The Space You Cannot See

"Try looking at it this way. From the moment of your wedding, you both entered a sacred spiritual space that belongs only to the two of you."

"I think Ronit pushed me out of that space a long time ago," Ilan interrupted.

"Despite what it looks like right now, that space has surrounded you from the beginning until today. It carries a shared desire for connection. In that space, your souls are capable of deep unity, both spiritual and physical. This is an inner desire that exists within both of you. At a soul level, you both truly want this connection."

"So how can she say she doesn’t want me? What is this, a split personality?" Ilan asked with a nervous laugh.

"It all comes down to one reason."

Living With a Mindset of Separation

"Our souls are enclosed in physical bodies that conceal the soul connection and create a mindset of separation."

"Because this separation feels so real, we believe the illusion the body presents. We experience this not only in marriage, but also in our relationships with our children and in our relationship with Hashem."

"If you understand that the relationship initially exists in a state of exile, it becomes easier to break free and move toward true connection."
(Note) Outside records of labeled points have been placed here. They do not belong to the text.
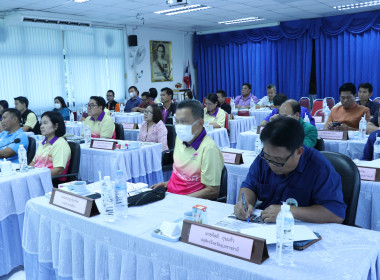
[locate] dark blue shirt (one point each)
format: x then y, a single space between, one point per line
304 112
132 103
314 181
368 149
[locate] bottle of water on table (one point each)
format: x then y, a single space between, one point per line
285 236
108 198
22 159
121 196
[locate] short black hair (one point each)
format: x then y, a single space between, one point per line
364 85
195 107
16 113
22 100
4 104
153 93
279 98
56 118
100 101
283 132
222 92
61 100
157 113
348 87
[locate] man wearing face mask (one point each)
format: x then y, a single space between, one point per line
198 162
134 101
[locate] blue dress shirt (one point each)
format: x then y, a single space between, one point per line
314 181
6 138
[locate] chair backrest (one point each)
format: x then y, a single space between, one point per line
350 175
320 145
75 158
305 102
119 129
31 149
317 105
171 136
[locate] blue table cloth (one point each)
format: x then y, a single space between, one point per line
15 191
59 244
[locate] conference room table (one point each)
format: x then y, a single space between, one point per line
61 244
15 190
139 165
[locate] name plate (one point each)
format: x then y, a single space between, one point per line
129 125
227 242
75 203
232 158
319 119
103 145
333 134
369 174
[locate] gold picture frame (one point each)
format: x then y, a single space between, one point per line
161 61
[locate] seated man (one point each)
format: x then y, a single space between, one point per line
168 107
267 101
12 130
292 109
222 101
365 92
280 98
198 162
101 124
244 100
112 105
134 101
29 119
146 100
285 169
349 113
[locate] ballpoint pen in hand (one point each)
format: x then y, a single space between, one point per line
244 204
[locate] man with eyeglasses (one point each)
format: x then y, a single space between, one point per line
286 170
348 115
101 124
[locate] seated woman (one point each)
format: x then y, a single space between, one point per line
213 114
153 129
54 152
101 124
60 107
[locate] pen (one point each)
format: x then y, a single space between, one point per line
244 204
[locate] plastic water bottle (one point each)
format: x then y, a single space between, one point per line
285 236
22 159
121 196
87 134
108 198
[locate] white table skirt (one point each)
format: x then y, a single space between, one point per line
60 243
220 136
238 125
15 191
139 165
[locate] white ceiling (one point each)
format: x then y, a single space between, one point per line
123 12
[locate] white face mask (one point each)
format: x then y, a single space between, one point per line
184 131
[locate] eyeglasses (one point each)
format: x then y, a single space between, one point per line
261 155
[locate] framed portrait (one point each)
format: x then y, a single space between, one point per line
161 61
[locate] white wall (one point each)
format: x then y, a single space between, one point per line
182 52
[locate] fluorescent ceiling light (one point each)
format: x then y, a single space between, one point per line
185 9
241 20
357 5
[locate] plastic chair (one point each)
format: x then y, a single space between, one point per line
350 175
305 102
31 149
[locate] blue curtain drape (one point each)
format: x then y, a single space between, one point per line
347 50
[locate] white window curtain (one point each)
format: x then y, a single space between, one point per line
95 63
31 65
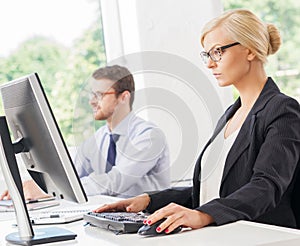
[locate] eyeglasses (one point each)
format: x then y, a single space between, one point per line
215 53
99 95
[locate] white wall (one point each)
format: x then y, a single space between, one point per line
158 40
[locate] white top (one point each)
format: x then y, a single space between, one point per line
212 167
142 160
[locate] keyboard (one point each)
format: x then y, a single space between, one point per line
119 222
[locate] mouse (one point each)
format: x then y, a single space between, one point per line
150 230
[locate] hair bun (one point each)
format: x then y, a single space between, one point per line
275 39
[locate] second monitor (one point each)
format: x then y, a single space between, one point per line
30 118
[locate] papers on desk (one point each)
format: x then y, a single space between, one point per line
61 216
7 205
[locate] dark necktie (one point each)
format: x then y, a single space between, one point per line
111 154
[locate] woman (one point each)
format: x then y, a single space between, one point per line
258 167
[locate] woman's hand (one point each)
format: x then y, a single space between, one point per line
176 216
135 205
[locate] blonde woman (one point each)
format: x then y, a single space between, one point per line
257 168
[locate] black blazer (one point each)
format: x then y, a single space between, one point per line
260 169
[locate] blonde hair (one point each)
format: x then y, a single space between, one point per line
246 28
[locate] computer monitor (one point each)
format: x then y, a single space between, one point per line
30 118
39 141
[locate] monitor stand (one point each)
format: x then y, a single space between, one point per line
25 235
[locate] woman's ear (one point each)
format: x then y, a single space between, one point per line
250 55
125 96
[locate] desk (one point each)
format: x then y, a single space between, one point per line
240 233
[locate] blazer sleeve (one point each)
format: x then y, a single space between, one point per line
273 167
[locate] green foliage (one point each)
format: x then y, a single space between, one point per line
282 66
63 72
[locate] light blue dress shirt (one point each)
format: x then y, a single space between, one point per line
142 160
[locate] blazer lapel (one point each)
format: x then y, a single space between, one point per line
243 139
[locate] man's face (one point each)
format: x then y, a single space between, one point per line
104 99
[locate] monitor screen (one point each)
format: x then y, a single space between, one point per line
30 117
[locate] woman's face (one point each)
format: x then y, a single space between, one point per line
234 64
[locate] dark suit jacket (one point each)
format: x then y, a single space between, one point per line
260 169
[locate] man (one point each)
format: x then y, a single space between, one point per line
142 155
126 156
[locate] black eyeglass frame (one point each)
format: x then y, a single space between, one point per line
205 55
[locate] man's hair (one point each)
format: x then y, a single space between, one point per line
122 78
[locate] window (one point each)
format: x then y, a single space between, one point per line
60 40
284 65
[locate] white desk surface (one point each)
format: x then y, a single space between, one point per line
240 233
"The feeling of exile and distance is actually the default state of a relationship. Recognizing this prevents you from losing hope."
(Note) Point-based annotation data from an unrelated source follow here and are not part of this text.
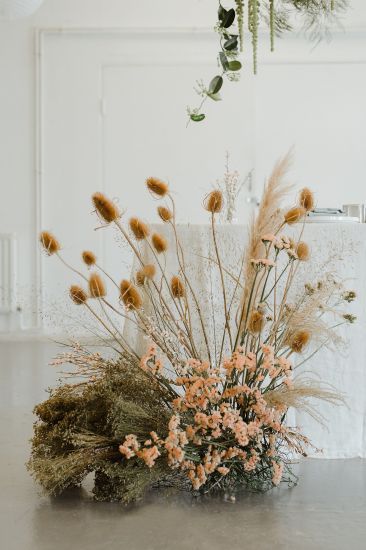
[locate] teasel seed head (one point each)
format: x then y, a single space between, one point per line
49 243
139 229
294 214
306 199
147 272
214 201
157 187
106 208
256 322
299 341
177 287
96 286
159 243
130 296
303 251
165 214
89 258
78 295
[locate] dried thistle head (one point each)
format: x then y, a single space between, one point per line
303 251
177 287
49 243
147 272
139 229
294 214
130 295
78 295
256 321
106 208
306 199
165 213
96 286
159 243
157 187
89 258
299 340
214 201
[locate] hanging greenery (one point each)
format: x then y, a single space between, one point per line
317 17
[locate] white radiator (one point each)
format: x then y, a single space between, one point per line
8 275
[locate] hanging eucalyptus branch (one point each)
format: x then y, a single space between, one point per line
317 16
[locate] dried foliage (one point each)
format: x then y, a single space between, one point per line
203 409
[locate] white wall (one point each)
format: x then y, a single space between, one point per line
312 99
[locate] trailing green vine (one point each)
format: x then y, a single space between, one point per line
317 16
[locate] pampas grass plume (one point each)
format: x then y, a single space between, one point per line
105 207
96 286
78 295
157 187
130 295
294 214
177 287
49 243
214 201
159 243
306 199
165 214
299 341
139 229
89 258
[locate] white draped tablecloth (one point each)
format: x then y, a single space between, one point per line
339 248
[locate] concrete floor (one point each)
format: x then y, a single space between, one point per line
327 510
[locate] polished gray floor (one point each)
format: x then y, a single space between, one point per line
327 510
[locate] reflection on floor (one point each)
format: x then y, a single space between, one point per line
326 511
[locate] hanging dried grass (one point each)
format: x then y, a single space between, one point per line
306 199
159 243
89 258
157 187
294 215
78 295
139 229
214 202
165 214
177 287
106 208
49 242
96 286
130 295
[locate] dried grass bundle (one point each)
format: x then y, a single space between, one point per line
97 287
130 296
177 287
106 209
78 295
159 243
157 187
89 258
165 214
49 243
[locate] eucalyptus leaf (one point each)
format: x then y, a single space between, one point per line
229 18
234 65
215 85
197 117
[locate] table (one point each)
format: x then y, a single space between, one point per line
336 247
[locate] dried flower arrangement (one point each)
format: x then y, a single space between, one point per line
187 412
317 15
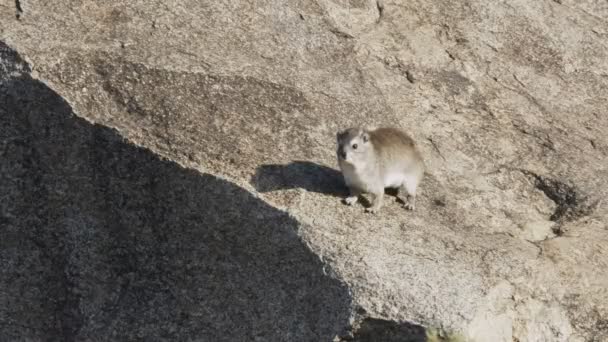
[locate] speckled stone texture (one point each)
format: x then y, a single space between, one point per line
168 170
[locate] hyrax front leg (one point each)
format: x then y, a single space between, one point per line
407 192
376 202
353 196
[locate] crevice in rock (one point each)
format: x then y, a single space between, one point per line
373 329
542 137
341 34
570 205
380 8
18 9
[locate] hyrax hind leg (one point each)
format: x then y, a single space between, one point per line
378 197
353 196
407 191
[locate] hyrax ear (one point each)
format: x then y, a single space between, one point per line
365 136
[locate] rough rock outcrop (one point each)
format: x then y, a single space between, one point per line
168 170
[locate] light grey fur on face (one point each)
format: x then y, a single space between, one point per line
372 160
"The real problem is that you are looking at your marriage through exiled eyes."

"Exiled eyes?" Ronit asked.

Exiled Eyes and Redeemed Vision

"Yes. On one hand, marriage is meant to be a space of unity and connection."

"On the other hand, you are viewing the relationship through a survival mindset filled with personal interests, fears, and emotions that serve only your own side. This perspective deepens the feeling of separation."

"I don’t understand. How are we supposed to look at this?" Ilan asked.

"The starting point is to understand that, at your core, your true inner desire is to live in unity and connection."

"The disappointment you feel shows up as lack of desire, insult, and hurt. But this stems from an incorrect assumption about marriage. You assume you should automatically feel connected. When that does not happen, you feel disillusioned and begin to give up."

"I suggest a different perspective. The default state of a relationship is exile and rupture. Occasionally, a miracle occurs and true connection is revealed. In those moments, the Shechinah dwells between you."

"All that remains is to live with anticipation for redemption. And when connection is not revealed, there is no need for despair. There is only the invitation to continue hoping."